Qantas completes 19-hour test flight from New York to Sydney

Qantas has completed a commercial non-stop research flight from New York to Sydney, resembling the world’s longest ever flight at 19 hours and 16 minutes.

Australia’s national airline carried 49 passengers on a Boeing 787-9 Dreamliner, conducting several tests to assess the effects of ultra long-haul trips on crew fatigue and jet lag for travellers.

The tests included monitoring pilots’ brain waves, melatonin levels, and alertness. Exercise classes for passengers in economy and business class were also offered during the 16,200 km journey.

Professor Marie Carroll from the University of Sydney was among the passengers on Qantas flight QF7879, and said she felt ‘amazingly good’ after landing and expected ‘minimal jet lag’.
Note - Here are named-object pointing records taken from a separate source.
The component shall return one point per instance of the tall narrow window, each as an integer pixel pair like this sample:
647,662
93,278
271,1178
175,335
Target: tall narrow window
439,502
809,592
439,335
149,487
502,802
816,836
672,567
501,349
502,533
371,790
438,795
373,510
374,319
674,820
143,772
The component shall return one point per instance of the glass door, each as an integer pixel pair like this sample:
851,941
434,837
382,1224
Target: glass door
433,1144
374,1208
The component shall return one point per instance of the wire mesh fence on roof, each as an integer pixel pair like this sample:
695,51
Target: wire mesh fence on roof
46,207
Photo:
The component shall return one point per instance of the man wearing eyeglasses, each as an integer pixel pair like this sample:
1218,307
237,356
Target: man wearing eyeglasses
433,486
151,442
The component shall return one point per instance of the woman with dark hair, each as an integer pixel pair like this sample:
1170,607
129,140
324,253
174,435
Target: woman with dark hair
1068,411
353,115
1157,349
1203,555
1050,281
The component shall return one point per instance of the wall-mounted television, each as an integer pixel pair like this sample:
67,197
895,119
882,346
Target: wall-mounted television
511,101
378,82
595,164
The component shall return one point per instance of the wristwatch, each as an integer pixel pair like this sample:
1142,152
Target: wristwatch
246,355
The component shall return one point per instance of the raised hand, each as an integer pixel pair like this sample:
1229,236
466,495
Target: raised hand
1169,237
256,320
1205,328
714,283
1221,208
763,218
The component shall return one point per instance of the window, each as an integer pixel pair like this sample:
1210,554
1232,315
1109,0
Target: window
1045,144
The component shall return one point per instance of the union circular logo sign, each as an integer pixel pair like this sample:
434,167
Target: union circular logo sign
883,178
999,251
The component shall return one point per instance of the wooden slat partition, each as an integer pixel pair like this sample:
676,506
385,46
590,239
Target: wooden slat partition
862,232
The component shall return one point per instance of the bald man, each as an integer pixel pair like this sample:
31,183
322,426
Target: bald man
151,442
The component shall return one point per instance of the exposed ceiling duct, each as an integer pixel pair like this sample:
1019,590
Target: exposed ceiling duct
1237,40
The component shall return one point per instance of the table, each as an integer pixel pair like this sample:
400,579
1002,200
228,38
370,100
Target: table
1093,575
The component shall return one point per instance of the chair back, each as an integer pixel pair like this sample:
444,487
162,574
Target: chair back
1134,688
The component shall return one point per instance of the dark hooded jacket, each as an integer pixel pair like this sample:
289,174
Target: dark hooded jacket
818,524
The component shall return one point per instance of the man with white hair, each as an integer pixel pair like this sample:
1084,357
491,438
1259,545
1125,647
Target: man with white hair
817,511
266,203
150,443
“I expect that the passengers will have a normal day today and a normal night’s sleep tonight,” she added. “It’s all an experiment to see if airlines can adjust their schedule of food, beverages, exercise and lighting to be in sync with the destination time.”

Meanwhile, Qantas chief executive Alan Joyce hailed the voyage as ‘a really historic moment’ for aviation.

The flight was part of a programme Qantas calls ‘Project Sunrise’, which includes a series of test flights as it looks to establish direct commercial services on marathon routes from the United States and United Kingdom to Australia.

Two more research flights are planned – London to Sydney in November, and New York to Sydney in December.